It Worked for Us
"Churches are considered a refuge. We call our worship space a 'sanctuary,'" said the Rev. Victor Peterson. "But traditional church does not always feel safe to everyone."
This reality prompted Ridgewood (New Jersey) United Methodist Church, where Peterson is the pastor, to start the "Make a Joyful Noise" worship service last Advent. Recognizing that there were people in the congregation who experience the world in different ways with different responses to light and sound, Peterson had been looking for a format for an alternative service to meet special needs.
The seed was planted in October 2014 with the church's involvement in Access Ridgewood, a program started by the city's mayor to support community members with special needs. By April 2015, Peterson imagined how those strategies could translate to the worship setting. Working with his wife, Cindy, and church member Kim Roberts whose grandchild is on the autism spectrum, he presented the idea to the administrative council. The lay leader and administrative council chair joined the team to develop a new service where children and families with special needs could worship.

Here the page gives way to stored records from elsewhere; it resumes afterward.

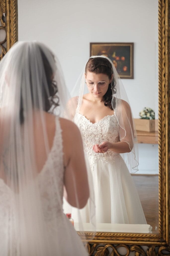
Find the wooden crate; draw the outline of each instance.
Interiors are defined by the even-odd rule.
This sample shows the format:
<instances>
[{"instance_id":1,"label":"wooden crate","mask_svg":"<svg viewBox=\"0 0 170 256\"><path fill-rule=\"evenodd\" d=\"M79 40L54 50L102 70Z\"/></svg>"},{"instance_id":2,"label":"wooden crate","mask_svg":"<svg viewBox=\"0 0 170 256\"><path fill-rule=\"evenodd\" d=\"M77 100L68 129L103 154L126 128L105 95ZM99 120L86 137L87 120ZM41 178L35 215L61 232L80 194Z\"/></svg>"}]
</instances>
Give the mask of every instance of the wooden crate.
<instances>
[{"instance_id":1,"label":"wooden crate","mask_svg":"<svg viewBox=\"0 0 170 256\"><path fill-rule=\"evenodd\" d=\"M134 121L137 131L149 132L155 131L155 120L135 118Z\"/></svg>"}]
</instances>

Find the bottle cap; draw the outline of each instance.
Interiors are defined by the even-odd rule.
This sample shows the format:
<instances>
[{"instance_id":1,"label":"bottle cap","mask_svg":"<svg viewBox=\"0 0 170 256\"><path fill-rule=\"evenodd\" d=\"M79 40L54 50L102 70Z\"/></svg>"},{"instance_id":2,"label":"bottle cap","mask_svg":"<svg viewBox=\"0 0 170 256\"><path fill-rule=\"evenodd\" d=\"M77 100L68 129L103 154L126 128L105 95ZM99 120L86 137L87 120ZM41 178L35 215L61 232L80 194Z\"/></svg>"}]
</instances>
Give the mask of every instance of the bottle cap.
<instances>
[{"instance_id":1,"label":"bottle cap","mask_svg":"<svg viewBox=\"0 0 170 256\"><path fill-rule=\"evenodd\" d=\"M68 218L71 218L71 213L66 213L66 216Z\"/></svg>"}]
</instances>

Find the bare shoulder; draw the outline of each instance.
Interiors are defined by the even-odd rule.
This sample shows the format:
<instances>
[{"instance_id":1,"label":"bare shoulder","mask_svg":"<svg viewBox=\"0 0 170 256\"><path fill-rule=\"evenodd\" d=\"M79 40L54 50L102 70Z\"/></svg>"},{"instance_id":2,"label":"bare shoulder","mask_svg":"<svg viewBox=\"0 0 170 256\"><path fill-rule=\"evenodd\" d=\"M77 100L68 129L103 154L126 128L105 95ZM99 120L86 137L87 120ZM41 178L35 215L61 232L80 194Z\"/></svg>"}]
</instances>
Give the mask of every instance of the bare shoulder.
<instances>
[{"instance_id":1,"label":"bare shoulder","mask_svg":"<svg viewBox=\"0 0 170 256\"><path fill-rule=\"evenodd\" d=\"M64 133L68 135L71 133L72 135L80 133L79 128L73 122L65 118L60 118L59 119L61 128Z\"/></svg>"},{"instance_id":2,"label":"bare shoulder","mask_svg":"<svg viewBox=\"0 0 170 256\"><path fill-rule=\"evenodd\" d=\"M83 98L84 100L88 100L89 97L89 93L84 94L83 96Z\"/></svg>"}]
</instances>

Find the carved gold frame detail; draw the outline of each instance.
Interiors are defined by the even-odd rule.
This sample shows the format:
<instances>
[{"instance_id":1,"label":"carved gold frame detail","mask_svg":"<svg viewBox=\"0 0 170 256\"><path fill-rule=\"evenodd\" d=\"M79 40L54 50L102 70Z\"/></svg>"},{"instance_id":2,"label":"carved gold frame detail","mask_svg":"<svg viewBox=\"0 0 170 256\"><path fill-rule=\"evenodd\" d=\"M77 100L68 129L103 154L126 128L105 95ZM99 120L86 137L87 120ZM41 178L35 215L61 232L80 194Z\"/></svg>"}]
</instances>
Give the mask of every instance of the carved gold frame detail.
<instances>
[{"instance_id":1,"label":"carved gold frame detail","mask_svg":"<svg viewBox=\"0 0 170 256\"><path fill-rule=\"evenodd\" d=\"M85 236L78 232L83 241L90 241L86 246L90 255L110 256L121 254L120 247L126 249L125 255L135 252L136 256L170 255L169 236L169 8L170 0L159 1L159 233L142 234L98 232ZM0 42L1 59L18 40L17 0L0 0L0 30L6 32L5 40ZM3 14L5 14L4 18ZM6 47L4 45L6 41ZM147 246L147 250L142 246ZM109 252L108 248L109 248Z\"/></svg>"}]
</instances>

Conversations with community leaders and other churches with similar concerns helped them develop "Make a Joyful Noise." "We learned that people with developmental disabilities need structure. It's important to maintain consistency and routine from the pattern of the service to where each person sits. Experience is more important than words," he said.
The ministry meets the needs of the children – and of their families and supporters. "Even if we offer assurance, families often feel self-conscious when their child is making noise or moving around during the service," Peterson says. When the service is designed to be welcoming and inclusive, families can worship freely without the burden of societal pressure.